Another fun thing is to log into publicly available looking glass servers. Most ISPs (including very, very, very large ones) operate routers that have their full view of the BGP routing tables. They either run web interfaces that let you query those tables (more common) or make public ssh or telnet credentials to log in with roles that have very limited access to the available commands, but have read rights to those tables.
The first widespread incident I found was from 1997 [1], but I didn't look too hard.
I don't think there's really a satisfying way to play with BGP as a small network. Traffic engineering is where I think the fun would be, but you've got to have lots of traffic and many connections for it to be worthwhile. Then you'd be trying to use your announcements to coax the rest of the internet to push packets through the connections you want. As well as perhaps adjusting your outgoing packets to travel the connections you prefer when possible. Sadly, nobody lets me play with their setup.
One of the ways to get a sense of emergent routing behavior is if you have hosting in many places, you'll likely see a lot of differences in routes when you start going to far off countries. If you run traceroutes (or mtr) from your home internet and your cell phone and various hosting, and if you can trace back... you'll likely see a diversity of routes. Sometimes you'll see things like going from west coast US to Brazil, where one ISP will send your packets to florida, then Brazil, and one ISP will send your packets to Spain, then Brazil, with a lot more latency.
[1] https://en.m.wikipedia.org/wiki/AS_7007_incident
BGP runs the internet routing "in the background" and you only need to know it if you're an internet service provider or work in a large org managing the network. If you didn't learn network routing, you aren't going to learn BGP.
Put two or three VMs (OpenBSD has OpenBGPD daemon) onto a shared virtual switch and addresses in 172.31.255.0/24, connect the VMs. Also each of the VMs should have at least one other interface onto unique virtual switches with their own network (172.31.1.0/24, 172.31.2.0/24, etc).
Then set up BGP to redistribute connected routes.

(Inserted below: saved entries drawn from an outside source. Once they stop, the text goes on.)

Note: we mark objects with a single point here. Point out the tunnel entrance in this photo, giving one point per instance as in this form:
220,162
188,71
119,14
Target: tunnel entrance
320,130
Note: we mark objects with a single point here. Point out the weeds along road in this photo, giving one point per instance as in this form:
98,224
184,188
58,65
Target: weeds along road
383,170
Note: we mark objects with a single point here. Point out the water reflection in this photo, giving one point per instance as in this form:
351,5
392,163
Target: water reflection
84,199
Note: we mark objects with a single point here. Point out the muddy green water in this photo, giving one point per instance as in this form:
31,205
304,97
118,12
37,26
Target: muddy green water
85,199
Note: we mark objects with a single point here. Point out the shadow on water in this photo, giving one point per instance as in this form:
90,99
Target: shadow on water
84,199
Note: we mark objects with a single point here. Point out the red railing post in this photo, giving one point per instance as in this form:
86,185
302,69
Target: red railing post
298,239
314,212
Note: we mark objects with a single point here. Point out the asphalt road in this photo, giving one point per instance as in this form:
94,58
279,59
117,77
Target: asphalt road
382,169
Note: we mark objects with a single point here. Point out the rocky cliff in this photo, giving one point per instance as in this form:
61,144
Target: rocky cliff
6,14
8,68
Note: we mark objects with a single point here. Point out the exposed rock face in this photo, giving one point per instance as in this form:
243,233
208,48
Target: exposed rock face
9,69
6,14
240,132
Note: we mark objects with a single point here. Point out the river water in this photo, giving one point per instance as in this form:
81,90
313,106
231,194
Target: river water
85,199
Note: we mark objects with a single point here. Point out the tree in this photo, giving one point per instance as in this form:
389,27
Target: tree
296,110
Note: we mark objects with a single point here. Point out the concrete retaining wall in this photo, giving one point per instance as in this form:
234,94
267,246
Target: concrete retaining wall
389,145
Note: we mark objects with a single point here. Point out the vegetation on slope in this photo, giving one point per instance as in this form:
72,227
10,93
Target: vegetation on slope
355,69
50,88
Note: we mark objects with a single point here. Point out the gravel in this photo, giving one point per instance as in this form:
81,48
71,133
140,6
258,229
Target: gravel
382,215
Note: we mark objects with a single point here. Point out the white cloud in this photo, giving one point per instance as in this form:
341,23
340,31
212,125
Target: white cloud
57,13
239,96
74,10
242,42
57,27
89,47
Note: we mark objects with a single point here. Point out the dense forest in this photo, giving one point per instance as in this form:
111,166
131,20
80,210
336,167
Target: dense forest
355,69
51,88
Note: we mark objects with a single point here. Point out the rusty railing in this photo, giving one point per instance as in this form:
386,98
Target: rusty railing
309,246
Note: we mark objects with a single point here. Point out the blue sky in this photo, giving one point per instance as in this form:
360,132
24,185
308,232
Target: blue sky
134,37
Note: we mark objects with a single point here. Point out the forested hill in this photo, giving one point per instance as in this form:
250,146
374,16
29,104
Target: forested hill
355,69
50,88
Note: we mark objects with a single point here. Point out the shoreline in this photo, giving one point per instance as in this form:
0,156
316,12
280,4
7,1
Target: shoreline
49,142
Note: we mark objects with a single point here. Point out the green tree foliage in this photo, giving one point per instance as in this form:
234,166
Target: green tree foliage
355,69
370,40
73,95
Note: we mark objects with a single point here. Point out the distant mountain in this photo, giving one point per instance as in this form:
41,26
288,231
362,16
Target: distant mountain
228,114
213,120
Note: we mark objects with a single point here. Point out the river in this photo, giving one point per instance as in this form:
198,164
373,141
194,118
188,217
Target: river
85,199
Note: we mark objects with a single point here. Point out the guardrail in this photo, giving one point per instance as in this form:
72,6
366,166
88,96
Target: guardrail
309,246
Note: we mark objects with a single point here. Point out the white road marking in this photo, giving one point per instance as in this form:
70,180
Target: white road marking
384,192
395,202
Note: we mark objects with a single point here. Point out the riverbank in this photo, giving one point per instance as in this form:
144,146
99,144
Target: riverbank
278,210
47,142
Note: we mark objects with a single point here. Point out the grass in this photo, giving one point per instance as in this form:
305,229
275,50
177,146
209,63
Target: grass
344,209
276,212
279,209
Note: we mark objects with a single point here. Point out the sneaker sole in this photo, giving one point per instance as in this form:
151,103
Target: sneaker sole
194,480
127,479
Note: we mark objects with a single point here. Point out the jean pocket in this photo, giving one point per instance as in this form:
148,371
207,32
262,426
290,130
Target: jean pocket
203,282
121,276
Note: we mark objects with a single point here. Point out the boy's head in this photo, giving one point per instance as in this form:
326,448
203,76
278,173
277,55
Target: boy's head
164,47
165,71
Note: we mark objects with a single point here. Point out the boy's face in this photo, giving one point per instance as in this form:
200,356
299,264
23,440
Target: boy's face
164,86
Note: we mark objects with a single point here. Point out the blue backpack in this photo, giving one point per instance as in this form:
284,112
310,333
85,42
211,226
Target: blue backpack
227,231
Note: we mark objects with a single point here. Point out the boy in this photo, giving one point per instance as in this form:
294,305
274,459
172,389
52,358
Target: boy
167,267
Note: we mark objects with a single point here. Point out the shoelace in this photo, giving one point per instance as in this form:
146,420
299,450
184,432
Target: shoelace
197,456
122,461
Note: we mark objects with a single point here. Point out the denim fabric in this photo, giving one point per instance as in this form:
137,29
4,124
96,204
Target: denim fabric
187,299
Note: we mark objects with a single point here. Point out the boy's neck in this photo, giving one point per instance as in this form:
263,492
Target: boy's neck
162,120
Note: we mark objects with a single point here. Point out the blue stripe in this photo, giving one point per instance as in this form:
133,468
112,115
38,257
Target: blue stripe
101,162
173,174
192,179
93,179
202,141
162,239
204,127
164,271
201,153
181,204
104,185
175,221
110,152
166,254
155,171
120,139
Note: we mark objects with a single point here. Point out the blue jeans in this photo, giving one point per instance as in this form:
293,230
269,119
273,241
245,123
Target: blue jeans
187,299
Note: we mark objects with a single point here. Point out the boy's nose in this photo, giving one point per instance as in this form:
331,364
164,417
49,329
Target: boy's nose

It depends on what you study.
I did more of a sysadmin track, you (probably?) did comp sci/dev and would not encounter BPG in a dev job (probably).
/Live in Ericsson lands
A lab wont ever reflect the complexity of a carrier environment.
That said, just bang a couple of mikrotiks together if you want to play with it.
Cisco offers some simulator tooling. It basically virtualizes a lot of networking devices and allows you to play LEGO/SimCity with them: Cisco Packet Tracer
https://www.netacad.com/learning-collections/cisco-packet-tr...
Now, we built toy networks from scratch while I was working toward my certification. Surely larger-scale simulation files could be loaded into Packet Tracer. And perhaps, vendors have simulators on a larger scale than the free downloads?
https://developer.cisco.com/modeling-labs/
When I worked at a regional ISP, my supervisor was the BGP wizard. He referred to exterior routing as "a black art". Even more, the telcos were deploying their own technologies like Frame Relay and SMDS, which are Layer 1/Layer 2 protocols beyond the standard "point-to-point" leased lines.
We once experienced a fiber cut on our T-3 backbone (construction workers didn't dial 811). So my supervisor arranged the BGP routes to send everything over a 56k line, IIRC. He gloated about it. The packet loss rate was absurd, but our customers had connectivity!
Is the real issue that each vendor wants lock-in, so won't standardise?
DISCLAIMER: My understanding of BGP is hollow and shallow, I am not an expert.
I guess the author of the article here has written a fuzzer with some coverage, and has come across similar issues before. Astonishing that the vendors don't pick up on this work hungrily.